Pros
Strong product and mission. The product is good, the space is interesting, and it generally feels like the company is trying to do something real for customers.
Company-wide culture is mostly positive. Outside of CS, many people seem to have a better experience with leadership and culture; most cross-functional partners I worked with were thoughtful and values-aligned.
Good coworkers in CS. Day-to-day peers in Customer Success care about brokers and about doing quality work, even when the structure around them is messy.
Flexible and remote-friendly. If you’re comfortable managing your own time, the setup works.
Cons
CS is often in rebuild mode. The org structure and priorities change a lot, and communication doesn’t always keep up, so it can feel chaotic.

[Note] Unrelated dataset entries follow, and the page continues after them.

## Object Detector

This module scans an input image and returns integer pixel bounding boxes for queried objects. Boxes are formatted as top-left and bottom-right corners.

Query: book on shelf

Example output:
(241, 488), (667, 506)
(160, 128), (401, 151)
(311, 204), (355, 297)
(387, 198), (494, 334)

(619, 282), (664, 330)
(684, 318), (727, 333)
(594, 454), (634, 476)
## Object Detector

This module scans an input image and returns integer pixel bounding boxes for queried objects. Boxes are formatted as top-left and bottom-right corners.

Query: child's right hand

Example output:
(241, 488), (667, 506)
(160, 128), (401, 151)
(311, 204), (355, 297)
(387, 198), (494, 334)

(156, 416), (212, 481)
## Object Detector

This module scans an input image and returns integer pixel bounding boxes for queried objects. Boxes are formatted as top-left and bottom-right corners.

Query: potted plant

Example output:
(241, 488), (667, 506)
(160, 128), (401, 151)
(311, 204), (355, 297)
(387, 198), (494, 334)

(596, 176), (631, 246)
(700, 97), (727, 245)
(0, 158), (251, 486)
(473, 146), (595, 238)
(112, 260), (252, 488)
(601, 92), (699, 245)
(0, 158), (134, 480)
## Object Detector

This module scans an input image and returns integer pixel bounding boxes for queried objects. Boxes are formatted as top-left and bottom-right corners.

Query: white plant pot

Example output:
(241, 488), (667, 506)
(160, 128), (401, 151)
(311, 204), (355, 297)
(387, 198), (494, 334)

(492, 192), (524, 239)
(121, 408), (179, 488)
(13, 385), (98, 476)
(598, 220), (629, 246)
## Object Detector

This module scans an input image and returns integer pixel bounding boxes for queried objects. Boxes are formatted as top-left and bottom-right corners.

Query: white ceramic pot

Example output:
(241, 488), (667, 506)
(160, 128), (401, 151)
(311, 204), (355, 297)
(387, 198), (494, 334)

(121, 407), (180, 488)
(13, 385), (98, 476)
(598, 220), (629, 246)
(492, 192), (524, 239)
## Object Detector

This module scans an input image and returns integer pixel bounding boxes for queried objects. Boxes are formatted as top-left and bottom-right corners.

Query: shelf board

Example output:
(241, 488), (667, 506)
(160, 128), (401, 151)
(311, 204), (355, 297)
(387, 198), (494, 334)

Leadership consistency is mixed. Some leaders are great; others are less consistent with expectations and follow-through. Persistent underperformance or poor behavior can drag on for a long time with little visible action, and when something finally happens, it’s rarely explained. High performers can end up carrying extra load.
Heavy focus on solves and volume. There is constant pressure to hit ticket and solve targets, which can be exhausting when combined with all the change. It’s easy to feel like a number.
Limited follow-through on improvements. People surface ideas and problems, but efforts to fix how things run often stall or get constrained by disorganized or shifting leadership priorities.
Metrics and processes aren’t used the same way everywhere. Tools, dashboards, and QA exist, but not all teams use them consistently, which can make expectations and accountability feel uneven.
These are patterns in part of CS leadership and structure, not every manager or team lead—there are definitely bright spots.